Hollingworth v Southern Ferries [1977] 2 Lloyd’s Rep 70
Contract – Carriage by Sea – Exclusion Clauses – Incorporation of Terms
Facts
Wishing to go on a holiday, the claimant asked her friend and travelling companion to make arrangements. This friend went to a travel agent where he was given the defendant’s brochure, which stated that the ferry company’s conditions of carriage were printed inside the ticket covers. A few weeks later the claimant’s friend bought the tickets. The conditions of carriage contained a general exclusion clause. Whilst at sea, the claimant was severely injured when her seat fell over in a storm.
Issues
Whether or not the defendants were liable in negligence.
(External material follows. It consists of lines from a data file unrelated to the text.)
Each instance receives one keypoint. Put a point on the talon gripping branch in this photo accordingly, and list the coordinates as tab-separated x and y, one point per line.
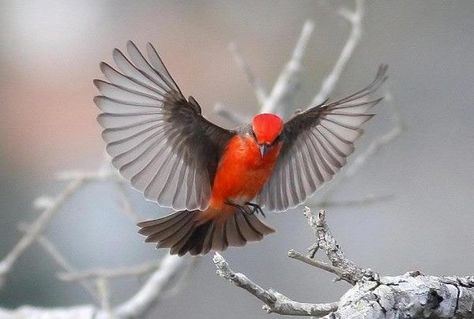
217	179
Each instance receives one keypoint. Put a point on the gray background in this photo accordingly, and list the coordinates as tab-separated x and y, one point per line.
49	53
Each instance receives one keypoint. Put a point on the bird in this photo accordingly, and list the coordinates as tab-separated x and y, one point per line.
216	180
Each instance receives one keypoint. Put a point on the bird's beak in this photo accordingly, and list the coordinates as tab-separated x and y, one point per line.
264	149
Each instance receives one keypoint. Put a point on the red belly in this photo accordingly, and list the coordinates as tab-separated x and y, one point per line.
242	172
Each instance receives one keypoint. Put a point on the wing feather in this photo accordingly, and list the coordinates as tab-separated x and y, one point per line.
316	144
158	140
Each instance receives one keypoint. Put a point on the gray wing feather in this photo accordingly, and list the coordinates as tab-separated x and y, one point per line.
158	140
315	146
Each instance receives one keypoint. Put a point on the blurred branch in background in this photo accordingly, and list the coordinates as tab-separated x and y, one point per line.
167	272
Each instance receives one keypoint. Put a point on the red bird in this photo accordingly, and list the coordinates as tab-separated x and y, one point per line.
217	179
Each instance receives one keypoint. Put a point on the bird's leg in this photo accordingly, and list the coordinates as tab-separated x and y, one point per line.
240	207
256	208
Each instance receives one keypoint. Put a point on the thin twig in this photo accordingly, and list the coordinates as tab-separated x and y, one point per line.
137	270
350	272
274	301
53	251
286	86
38	226
315	263
256	84
355	18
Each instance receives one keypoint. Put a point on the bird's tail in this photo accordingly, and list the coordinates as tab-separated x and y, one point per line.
185	231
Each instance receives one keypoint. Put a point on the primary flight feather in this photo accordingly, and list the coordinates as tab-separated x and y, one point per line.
217	179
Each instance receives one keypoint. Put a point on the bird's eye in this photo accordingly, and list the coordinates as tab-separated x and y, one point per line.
254	136
276	140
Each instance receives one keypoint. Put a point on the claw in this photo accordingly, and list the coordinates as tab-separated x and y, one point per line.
255	208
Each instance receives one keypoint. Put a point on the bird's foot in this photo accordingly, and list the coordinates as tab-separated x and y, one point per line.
249	208
256	209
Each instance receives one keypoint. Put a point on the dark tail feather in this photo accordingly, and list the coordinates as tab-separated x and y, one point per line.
182	232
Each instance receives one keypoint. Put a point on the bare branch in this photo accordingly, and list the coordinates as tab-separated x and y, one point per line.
38	226
137	270
51	250
350	272
288	81
274	301
256	84
363	201
355	19
361	159
315	263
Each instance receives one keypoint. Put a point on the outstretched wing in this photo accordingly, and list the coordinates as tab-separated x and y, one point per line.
158	140
316	144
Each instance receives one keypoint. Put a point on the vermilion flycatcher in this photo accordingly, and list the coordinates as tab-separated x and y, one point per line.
217	179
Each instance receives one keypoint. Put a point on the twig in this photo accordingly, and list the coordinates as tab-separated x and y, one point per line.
51	249
137	270
38	226
355	18
274	301
350	272
288	81
315	263
380	142
361	159
363	201
256	84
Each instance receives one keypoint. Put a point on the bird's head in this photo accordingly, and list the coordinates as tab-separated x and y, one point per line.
266	128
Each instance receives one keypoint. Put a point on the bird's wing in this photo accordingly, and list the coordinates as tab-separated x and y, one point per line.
158	140
316	144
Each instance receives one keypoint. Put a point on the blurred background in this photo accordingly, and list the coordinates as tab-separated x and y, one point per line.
49	54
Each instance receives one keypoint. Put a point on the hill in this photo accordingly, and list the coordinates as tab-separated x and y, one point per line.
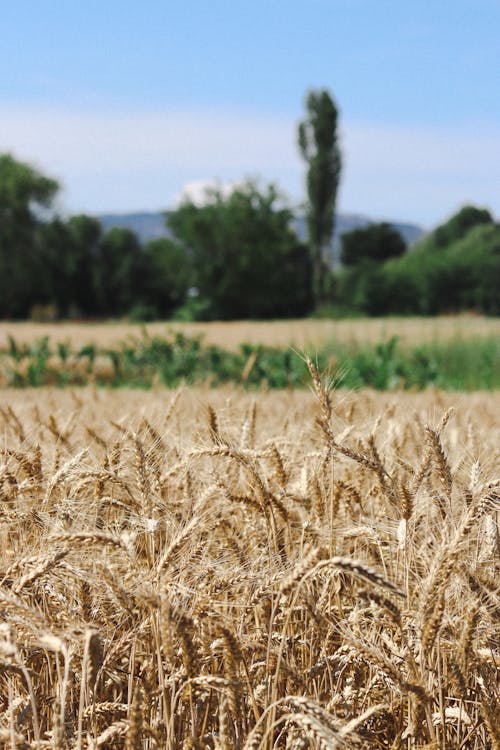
150	225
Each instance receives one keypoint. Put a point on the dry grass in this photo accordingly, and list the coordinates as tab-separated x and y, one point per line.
221	570
298	333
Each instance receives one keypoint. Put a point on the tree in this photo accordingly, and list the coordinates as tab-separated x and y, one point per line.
376	242
247	261
24	195
120	272
318	143
459	224
169	276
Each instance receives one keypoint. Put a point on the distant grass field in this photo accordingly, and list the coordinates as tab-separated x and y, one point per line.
144	360
308	333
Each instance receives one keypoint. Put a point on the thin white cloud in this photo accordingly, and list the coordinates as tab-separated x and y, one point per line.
126	160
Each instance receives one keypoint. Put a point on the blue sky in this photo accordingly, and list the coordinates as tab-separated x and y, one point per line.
127	103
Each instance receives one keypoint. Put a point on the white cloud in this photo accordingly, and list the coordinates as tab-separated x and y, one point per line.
198	191
126	160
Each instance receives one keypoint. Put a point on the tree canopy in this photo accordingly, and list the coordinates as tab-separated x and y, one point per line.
376	242
246	260
318	144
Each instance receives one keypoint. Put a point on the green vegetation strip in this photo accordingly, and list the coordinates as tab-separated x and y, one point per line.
175	359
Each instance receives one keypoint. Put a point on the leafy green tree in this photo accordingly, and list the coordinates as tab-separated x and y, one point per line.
120	272
247	261
376	242
25	194
459	224
169	276
318	143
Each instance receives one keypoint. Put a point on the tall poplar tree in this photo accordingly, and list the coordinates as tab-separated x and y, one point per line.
318	143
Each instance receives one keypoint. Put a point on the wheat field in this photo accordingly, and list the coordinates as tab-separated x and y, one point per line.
216	569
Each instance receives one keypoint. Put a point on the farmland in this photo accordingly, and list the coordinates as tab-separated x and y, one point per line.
460	353
215	568
297	333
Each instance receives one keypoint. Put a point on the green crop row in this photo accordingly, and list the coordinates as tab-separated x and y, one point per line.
174	359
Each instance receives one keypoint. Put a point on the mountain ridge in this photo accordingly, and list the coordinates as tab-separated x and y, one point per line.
150	225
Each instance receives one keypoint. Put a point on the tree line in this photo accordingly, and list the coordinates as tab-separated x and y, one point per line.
237	256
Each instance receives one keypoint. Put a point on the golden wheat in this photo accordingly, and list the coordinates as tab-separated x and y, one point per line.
216	569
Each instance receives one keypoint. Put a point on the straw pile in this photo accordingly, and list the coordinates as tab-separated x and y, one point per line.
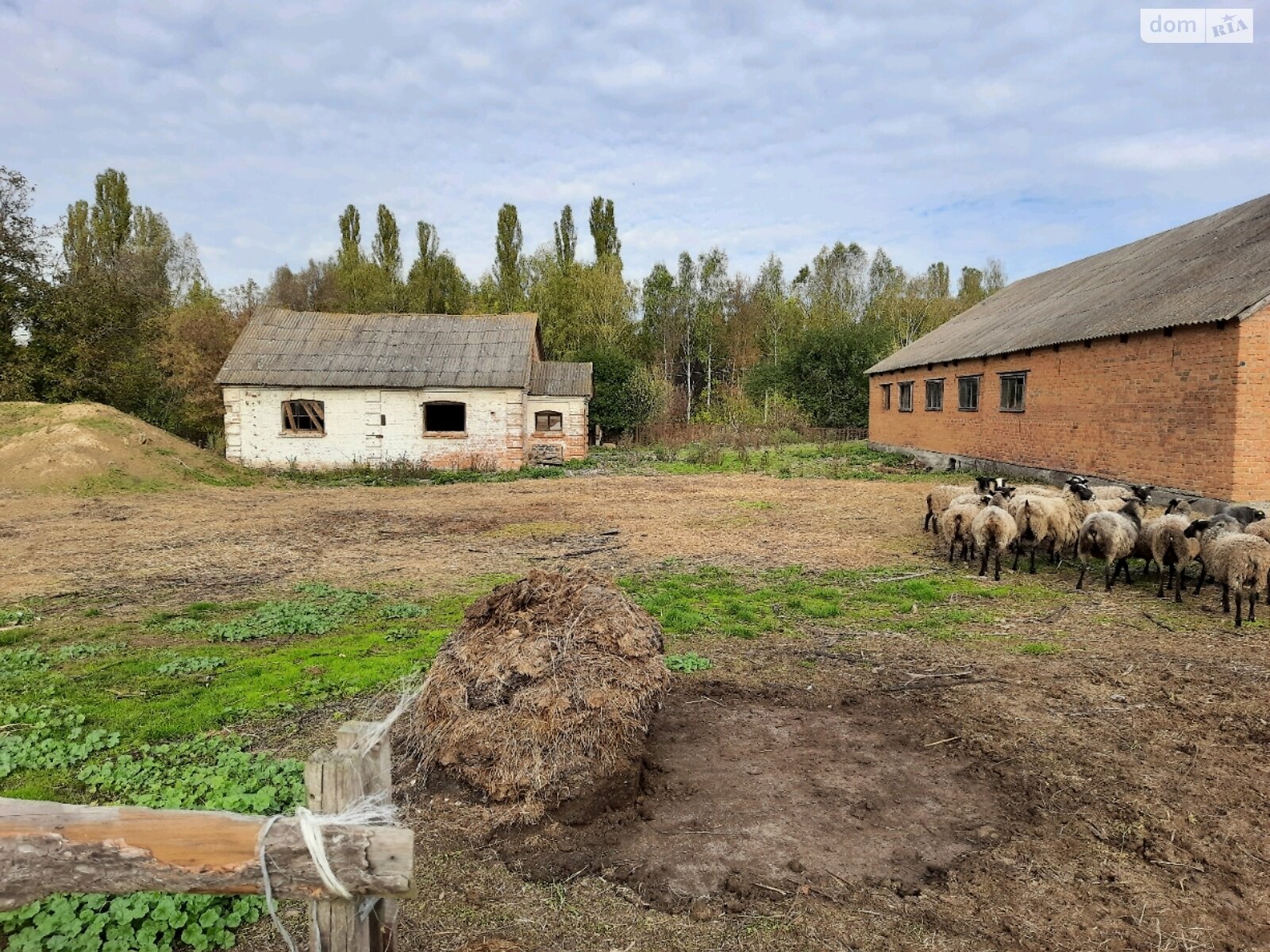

Whether or not the exclusion clause contained in the conditions of carriage could be considered incorporated into the agreement.
Decision/Outcome
The exclusion clause had not been incorporated into the agreement. The defendants were liable in negligence. The claimant Mrs Hollingsworth had not been shown the brochure by the defendants at the time the contract was made, nor before it was made. Whilst her friend had seen the brochure and knew, as a result, the conditions of carriage would be included on the ticket covers, this was not sufficient to incorporate the conditions of carriage into the contract itself. A statement in a brochure is not the same as seeing the conditions at the time the contract is agreed. It only gives the intending passenger notice of the terms they may expect to find when they do enter the contract. To be capable of incorporation, the terms on a printed notice must be presented to the other party at, or before, the contract is entered into.
Updated 19 March 2026
This case summary accurately reflects the decision in Hollingworth v Southern Ferries [1977] 2 Lloyd’s Rep 70. The core legal principle — that exclusion clauses must be brought to a party’s attention at or before the time of contracting to be incorporated — remains good law and is consistent with the established line of authority running from Parker v South Eastern Railway (1877) through to Thornton v Shoe Lane Parking [1971] and beyond. The article should be read alongside the Unfair Contract Terms Act 1977 (which was enacted the same year as this decision and places statutory limits on the effectiveness of exclusion clauses, particularly in consumer contracts) and, for consumer contracts entered into after 1 October 2015, the Consumer Rights Act 2015, which now governs fairness and transparency of terms in business-to-consumer contracts and has largely replaced the consumer provisions of UCTA 1977 in that context. These legislative developments do not alter the incorporation principles described but are highly relevant to the broader question of whether such clauses would be enforceable today even if successfully incorporated.